= LC4 (classification) =

Para-cycling classification

LC4 is a para-cycling classification.

==Definition==
In 2000, BBC Sport defined this classification as "LC4 for riders with disabilities affecting both legs. " In 2008, BBC Sport defined this classification was "LC4: Riders with disabilities affecting both legs " In 2008, the Australian Broadcasting Corporation defined this classification was "Locomotor Disabilities (LC): Cyclists with a physical disability compete in four classes - LC1, LC2, LC3, LC4 - based on functional ability, with separate events for men and women.". The Australian Paralympic Education Program defined this classification in 2012 as: "Riders with disabilities affecting both legs "
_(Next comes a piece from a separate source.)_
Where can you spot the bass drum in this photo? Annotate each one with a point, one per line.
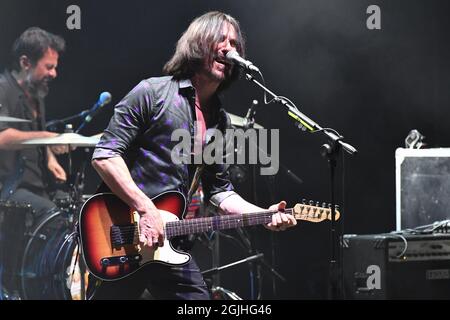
(49, 268)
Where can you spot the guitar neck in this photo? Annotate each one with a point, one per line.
(198, 225)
==Historical world records==
Below are some historical world records for this classification in the 200m men's Indoor track / Flying start.
| Time | Cyclist | Country | Classification | Date and location | Country location | Reference |
| 17"000 | Maurice Chevrot | FRA | LC 4 Bicycle | 01.06.1994 GENT | BEL | |
| 16"980 | Alaric Pritchard | GBR | LC 4 Bicycle | 17.08.2004 NEWPORT, WALES | GBR | |
| 15"780 | Michael Teuber | GER | LC 4 Bicycle | 08.05.2005 AUGSBURG | GER | |

==Classification history==
Cycling first became a Paralympic sport at the 1988 Summer Paralympics. In September 2006, governance for para-cycling passed from the International Paralympic Committee's International Cycling Committee to UCI at a meeting in Switzerland. When this happened, the responsibility of classifying the sport also changed.
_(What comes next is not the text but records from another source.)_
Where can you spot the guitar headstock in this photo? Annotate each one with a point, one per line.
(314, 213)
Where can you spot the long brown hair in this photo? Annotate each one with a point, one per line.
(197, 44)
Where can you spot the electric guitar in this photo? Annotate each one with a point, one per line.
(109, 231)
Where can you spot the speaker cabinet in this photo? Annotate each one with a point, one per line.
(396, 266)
For the 2016 Summer Paralympics in Rio, the International Paralympic Committee had a zero classification at the Games policy. This policy was put into place in 2014, with the goal of avoiding last minute changes in classes that would negatively impact athlete training preparations. All competitors needed to be internationally classified with their classification status confirmed prior to the Games, with exceptions to this policy being dealt with on a case-by-case basis.

==Becoming classified==
Classification is handled by Union Cycliste Internationale.